Abdominal pain returns. Urgency increases. Fatigue worsens. Sophie’s first thought: the drug has stopped working. She doesn’t connect the flare to the behavioural disruption of the past two weeks.

Week 15.5

Sophie withdraws

She emails the site coordinator: “I don’t think the medication is working anymore.” A participant who was genuinely responding to a novel therapeutic has been lost — not because of treatment failure, but because a stress-driven flare was indistinguishable from non-response.

Outcome: Participant lost

Responding to treatment, withdrew due to misattributed flare. One fewer completer in the efficacy analysis. Recruitment extension likely.

Intelligence products

Retention Risk Signal

Identifies when a participant may be struggling — before they disengage — so site teams can offer timely, proactive support.

Retention Analytics

Cohort-level wellbeing insights across sites and arms. Surfaces patterns that help teams anticipate and address retention challenges before they materialise.

Behavioural Health Endpoint Analytics

Publishable, continuous objective endpoint data. Sleep regularity, social contact patterns, and behavioural entropy as pre-registered or exploratory outcomes.

Deployment models

SDK Embedded (Decentralised)

Rumii SDK embedded in your existing trial app or eCOA platform. Runs quietly in the background with zero additional burden on participants.

Standalone App (Site-Based)

Rumii app deployed directly to participants at site. Continuous wellbeing insight with optional participant-facing support features.

SDK deployment in action

Your app knows when they stop opening it. It doesn't know why. Rumii's SDK provides the behavioural intelligence layer that turns reactive re-engagement into proactive support.

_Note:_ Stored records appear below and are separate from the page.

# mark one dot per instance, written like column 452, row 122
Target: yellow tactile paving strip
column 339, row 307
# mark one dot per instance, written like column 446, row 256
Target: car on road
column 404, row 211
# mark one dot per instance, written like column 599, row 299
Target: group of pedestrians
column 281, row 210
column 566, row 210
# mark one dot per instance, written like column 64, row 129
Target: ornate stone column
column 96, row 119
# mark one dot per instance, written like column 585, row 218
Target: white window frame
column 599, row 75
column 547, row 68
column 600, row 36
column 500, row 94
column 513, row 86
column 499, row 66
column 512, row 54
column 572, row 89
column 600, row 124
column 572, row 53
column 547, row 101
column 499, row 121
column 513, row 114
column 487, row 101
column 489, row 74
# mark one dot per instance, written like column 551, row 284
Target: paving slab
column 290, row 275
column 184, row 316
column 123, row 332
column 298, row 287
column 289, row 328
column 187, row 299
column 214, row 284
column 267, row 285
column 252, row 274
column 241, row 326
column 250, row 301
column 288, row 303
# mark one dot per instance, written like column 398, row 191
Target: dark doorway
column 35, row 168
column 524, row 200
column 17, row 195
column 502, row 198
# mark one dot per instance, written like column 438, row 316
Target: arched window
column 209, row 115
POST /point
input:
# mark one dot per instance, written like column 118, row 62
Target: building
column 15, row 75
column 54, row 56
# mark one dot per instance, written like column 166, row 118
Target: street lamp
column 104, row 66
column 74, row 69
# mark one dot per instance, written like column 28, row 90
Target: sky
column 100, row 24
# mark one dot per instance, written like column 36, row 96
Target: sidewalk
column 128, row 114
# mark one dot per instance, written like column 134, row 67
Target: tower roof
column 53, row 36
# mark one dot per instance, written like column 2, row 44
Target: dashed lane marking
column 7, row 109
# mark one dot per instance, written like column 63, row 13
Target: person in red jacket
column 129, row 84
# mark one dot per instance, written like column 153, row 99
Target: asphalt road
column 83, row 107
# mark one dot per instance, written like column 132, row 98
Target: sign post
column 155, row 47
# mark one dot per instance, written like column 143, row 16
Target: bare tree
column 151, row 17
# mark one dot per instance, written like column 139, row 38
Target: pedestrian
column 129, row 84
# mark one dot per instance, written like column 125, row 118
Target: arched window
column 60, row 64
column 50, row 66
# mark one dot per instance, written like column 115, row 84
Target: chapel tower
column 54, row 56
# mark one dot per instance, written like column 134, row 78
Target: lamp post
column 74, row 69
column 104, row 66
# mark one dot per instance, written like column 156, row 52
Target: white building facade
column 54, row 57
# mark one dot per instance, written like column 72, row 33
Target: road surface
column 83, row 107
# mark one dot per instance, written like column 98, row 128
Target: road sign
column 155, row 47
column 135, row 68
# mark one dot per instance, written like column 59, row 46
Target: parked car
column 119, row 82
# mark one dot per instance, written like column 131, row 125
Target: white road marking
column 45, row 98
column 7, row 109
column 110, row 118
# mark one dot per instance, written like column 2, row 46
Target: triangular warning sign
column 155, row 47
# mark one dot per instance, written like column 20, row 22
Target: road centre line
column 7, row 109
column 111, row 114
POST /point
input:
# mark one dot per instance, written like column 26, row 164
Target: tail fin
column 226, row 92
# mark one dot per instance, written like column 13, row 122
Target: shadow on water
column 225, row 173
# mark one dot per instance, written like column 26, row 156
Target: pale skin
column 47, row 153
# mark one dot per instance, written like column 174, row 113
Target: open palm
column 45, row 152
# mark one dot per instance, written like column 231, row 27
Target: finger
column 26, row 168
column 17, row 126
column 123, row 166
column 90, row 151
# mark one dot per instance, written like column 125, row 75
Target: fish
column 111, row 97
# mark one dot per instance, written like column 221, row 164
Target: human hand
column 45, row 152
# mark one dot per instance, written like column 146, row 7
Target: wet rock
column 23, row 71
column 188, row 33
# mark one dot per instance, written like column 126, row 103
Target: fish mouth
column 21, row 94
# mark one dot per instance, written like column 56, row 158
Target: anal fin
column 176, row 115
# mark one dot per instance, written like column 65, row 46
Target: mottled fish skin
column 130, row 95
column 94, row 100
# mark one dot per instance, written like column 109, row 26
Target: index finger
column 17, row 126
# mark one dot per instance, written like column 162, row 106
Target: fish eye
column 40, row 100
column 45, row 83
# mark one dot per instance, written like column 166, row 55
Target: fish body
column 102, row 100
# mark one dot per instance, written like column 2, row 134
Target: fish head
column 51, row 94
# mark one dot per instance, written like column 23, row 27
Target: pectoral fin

Nadia, 31 — enrolled in an RCT evaluating a CBT-based digital therapeutic

PHQ-9: 14 (moderate depression) · active arm · 12-week programme · 3 of 8 modules completed

Week 4

Engagement steady

Nadia has completed 3 modules. She logs in 4–5 times per week. PHQ-9 at week 4: 11 — early improvement. The product dashboard shows her as an engaged participant.

Week 5

Life disruption — invisible to the app

Nadia’s hours at work increase. She’s put on night shifts. Sleep becomes fragmented. Social contact drops. Her daily structure disintegrates. None of this is visible inside the app.

Week 6

In-app engagement drops

One login. No module completion. The dashboard flags declining engagement but has no context. A generic push notification fires: “You’re making great progress! Time for your next module.” Nadia ignores it. It feels tone-deaf.

Week 7

Withdrawal phenotype emerges

Nadia hasn’t opened the app in 9 days. Sleep is severely dysregulated. She’s socially withdrawn. The depression the DTx was treating has worsened — driven by behavioural collapse, not treatment failure.

Week 9

Lost to follow-up

Nadia doesn’t complete the week 8 assessment. She’s formally classified as a non-completer. Her data is missing from the primary endpoint analysis. The trial has lost a moderate-severity participant.

Outcome: Participant lost

Classified as non-completer. Data missing from efficacy analysis. Non-random dropout skews remaining completers toward milder cases, weakening the evidence.